But now she stared down the gray, rocky corridor with concern. Where the hell was Wendell?
He’d come ten days before, bringing her, as always, food and the batteries for her precious tape recorder. He’d told her his next visit should be his last; it was time for her to go. He said if she stayed much longer, she risked a winter storm, and then it would be hell getting out. She’d looked at the aspen, whose leaves had only just turned, and at the clear blue sky, and at the calm water of the lake that was warm enough still for a brief swim in the afternoons, and she’d laughed.
Snow? She’d questioned. But it’s absolutely beautiful, Wendell.
These woods, he’d cautioned darkly, this country. No man can ever say for sure. Better to be safe.
She was almost finished anyway with the work that had brought her to that secret place and so she agreed. On his arrival the following week, she would be ready. She gave him a letter to mail, as she always did, and watched his canoe glide away, silver ripples fanning out behind him like the tail feathers of a great bird.

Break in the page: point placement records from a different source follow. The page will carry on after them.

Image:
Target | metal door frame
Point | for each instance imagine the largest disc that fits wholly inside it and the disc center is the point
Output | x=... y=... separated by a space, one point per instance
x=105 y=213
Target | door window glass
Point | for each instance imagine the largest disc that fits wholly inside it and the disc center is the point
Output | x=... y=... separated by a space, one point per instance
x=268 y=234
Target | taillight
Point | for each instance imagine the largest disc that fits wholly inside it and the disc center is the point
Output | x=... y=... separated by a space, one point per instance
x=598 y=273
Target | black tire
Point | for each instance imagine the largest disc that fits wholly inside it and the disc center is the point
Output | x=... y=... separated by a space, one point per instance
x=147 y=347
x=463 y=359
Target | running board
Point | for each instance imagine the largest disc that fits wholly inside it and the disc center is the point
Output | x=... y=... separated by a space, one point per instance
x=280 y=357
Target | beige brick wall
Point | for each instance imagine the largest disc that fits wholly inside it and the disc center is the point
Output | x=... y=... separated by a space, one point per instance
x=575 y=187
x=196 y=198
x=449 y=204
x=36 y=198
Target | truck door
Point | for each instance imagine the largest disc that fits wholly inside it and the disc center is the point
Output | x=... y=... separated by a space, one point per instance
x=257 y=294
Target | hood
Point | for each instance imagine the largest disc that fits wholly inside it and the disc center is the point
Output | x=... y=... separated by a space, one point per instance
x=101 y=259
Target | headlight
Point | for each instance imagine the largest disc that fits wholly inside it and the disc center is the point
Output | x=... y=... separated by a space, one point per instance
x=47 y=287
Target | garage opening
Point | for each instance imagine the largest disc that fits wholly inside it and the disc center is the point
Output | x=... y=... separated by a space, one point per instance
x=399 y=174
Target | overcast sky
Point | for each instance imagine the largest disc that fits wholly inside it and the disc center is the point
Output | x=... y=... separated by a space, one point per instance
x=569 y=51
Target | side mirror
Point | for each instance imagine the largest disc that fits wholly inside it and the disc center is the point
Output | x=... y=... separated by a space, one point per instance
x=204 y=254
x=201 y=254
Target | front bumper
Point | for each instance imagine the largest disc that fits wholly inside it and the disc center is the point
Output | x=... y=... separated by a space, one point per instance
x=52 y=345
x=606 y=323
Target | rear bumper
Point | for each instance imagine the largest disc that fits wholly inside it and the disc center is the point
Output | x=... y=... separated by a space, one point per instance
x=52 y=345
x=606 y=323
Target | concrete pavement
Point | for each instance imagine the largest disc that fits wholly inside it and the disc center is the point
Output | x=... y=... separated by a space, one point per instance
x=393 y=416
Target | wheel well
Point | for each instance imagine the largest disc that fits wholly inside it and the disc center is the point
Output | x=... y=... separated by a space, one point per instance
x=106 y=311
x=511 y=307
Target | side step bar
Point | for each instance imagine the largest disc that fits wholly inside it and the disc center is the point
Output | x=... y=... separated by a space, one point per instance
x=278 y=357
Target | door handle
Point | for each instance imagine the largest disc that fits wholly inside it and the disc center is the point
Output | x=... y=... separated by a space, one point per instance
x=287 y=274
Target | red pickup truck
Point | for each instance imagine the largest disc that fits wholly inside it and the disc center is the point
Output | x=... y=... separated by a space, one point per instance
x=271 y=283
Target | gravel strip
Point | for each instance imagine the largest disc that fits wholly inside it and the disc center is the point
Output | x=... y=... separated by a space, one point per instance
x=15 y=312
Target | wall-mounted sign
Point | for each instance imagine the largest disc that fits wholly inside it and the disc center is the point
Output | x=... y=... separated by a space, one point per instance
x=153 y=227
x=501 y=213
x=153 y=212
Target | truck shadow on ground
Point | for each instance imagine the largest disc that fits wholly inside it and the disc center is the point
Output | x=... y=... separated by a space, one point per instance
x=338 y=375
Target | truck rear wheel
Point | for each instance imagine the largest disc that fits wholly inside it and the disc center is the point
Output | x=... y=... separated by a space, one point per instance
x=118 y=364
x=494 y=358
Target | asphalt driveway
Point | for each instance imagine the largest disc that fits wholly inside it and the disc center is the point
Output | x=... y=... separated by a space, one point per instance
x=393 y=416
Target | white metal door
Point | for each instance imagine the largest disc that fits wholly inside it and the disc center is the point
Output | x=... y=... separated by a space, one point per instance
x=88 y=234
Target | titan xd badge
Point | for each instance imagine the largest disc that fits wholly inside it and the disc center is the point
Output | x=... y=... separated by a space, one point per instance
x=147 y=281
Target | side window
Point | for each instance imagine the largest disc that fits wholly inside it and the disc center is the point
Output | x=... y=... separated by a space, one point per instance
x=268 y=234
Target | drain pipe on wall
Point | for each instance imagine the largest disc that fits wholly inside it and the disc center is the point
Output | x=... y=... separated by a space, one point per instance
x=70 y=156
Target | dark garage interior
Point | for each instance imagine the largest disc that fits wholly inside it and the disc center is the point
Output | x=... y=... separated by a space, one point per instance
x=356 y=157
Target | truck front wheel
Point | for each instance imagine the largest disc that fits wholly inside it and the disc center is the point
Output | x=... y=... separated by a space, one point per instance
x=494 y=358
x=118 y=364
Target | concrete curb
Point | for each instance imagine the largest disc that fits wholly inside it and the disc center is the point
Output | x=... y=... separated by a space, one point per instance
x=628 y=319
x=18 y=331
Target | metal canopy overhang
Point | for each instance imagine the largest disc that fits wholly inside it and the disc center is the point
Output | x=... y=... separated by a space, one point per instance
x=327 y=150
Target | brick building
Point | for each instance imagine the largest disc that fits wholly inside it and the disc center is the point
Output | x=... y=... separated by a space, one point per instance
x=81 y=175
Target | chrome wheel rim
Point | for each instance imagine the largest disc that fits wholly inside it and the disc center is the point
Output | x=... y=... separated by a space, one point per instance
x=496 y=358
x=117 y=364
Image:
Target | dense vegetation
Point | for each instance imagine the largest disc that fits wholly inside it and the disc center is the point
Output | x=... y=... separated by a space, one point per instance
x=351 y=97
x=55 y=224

Now there were thin, white clouds high up in the blue, and along the ridges a constant wind that she couldn’t feel but could plainly see in the waving of the aspens. She pulled her jean jacket close around her and shivered, wondering if the smell in the air, something sharp and clean, was the approach of the winter storm Wendell feared.
For the first time since she’d come to that lost lake and its old cabin, she was tight with a sense of urgency.